Os direitos das crianças e adolescentes no Brasil

Enviada em 16/07/2020

A violação dos direitos da criança e do adolescente é praxe deste tempos antigos. Tal prática foi vista de maneira mais intensa no século XVIII, com a Revolução Industrial, em que muitos jovens eram vítimas de abusivas jornadas de trabalho. A partir disso, a problemática se consolidou e permanece intrínseca à sociedade, não só pela ineficácia de leis, mas também pela pouca reintegração social.

É indubitável que a questão constitucional esteja entre as causas do problema. De acordo com Aristóteles, a política deve ser usada de modo que o equilíbrio seja alcançado na sociedade. Seguindo essa linha de raciocínio, percebe-se que a violação de direitos rompe essa harmonia, haja vista que, torna inviável a construção bem feita da cidadania. Nesse sentido, é irrefutável a presença do labor infantil no Brasil: engraxates, domésticos, carpinteiros, entre outros trabalhos. Todavia, nenhuma punições aplicadas aos responsáveis são insuficientes e ineficazes, perpetuando, assim, tal prática.
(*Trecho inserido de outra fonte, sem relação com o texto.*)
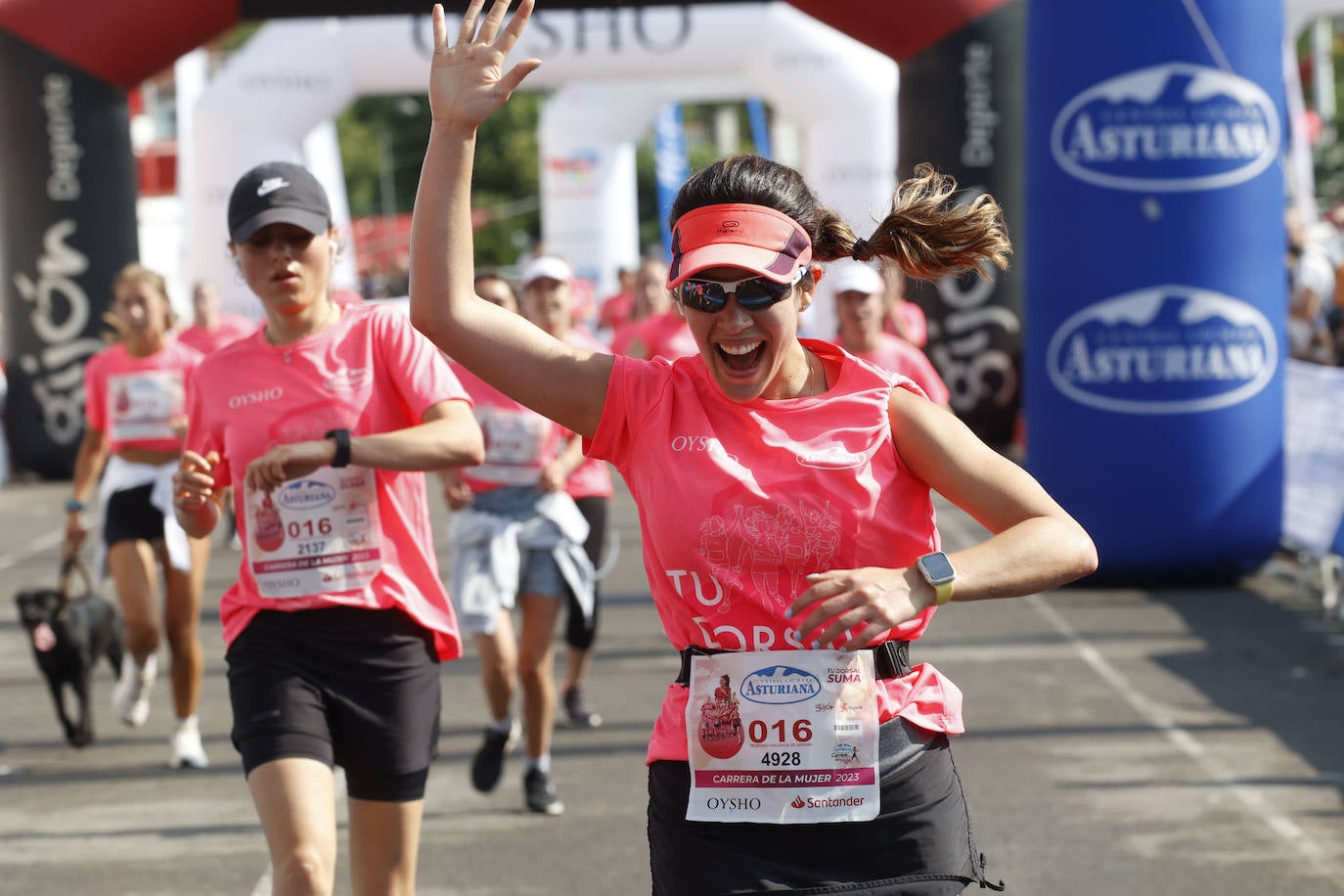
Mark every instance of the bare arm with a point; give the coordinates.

Finalmente, nota-se que isso é muito preocupante, visto que revela que o ócio escolar e a marginalização desses jovens é realidade, promovendo o enfraquecimento da cidadania.

Outrossim, tem-se a falha na reintegração social como precursora da problemática. Nesse contexto, a espera de crianças e adolescentes por adoção, em abrigos brasileiros, é uma realidade nacional. Nos lares, por mais que haja alimentação e moradia, o menor tem seus direitos violados, pois, a educação familiar, o afeto paterno e afins, deixam de ser realidade desses menores. Depreende-se, de estudos ramificados da psicologia, que grande parte dos indivíduos que optam pela vida do crime são reflexos de questões não resolvidas com a família. Logo, é fundamental a reintegração desses jovens na família, como de direito, mas que não acontece, muitas vezes, em virtude da burocratização e da demora no processo de adoção.

Fica evidente, portanto, que a violação dos direitos da criança e do adolescente é fruto de falhas no Estado nacional. Assim sendo, é necessário que o Estado coloque mais em prática as leis já existentes, como o Estatuto da Criança e do Adolescente, aplicando punições aos infratores, por meio de medidas administrativas aplicadas pela Esfera Judiciária. Ademais, deve haver uma facilitação no processo de adoção nacional, mediante a criação de campanhas de incentivo à adoção e a redução da burocratização. Em suma, será possível alcançar o equilíbrio proposto por Aristóteles.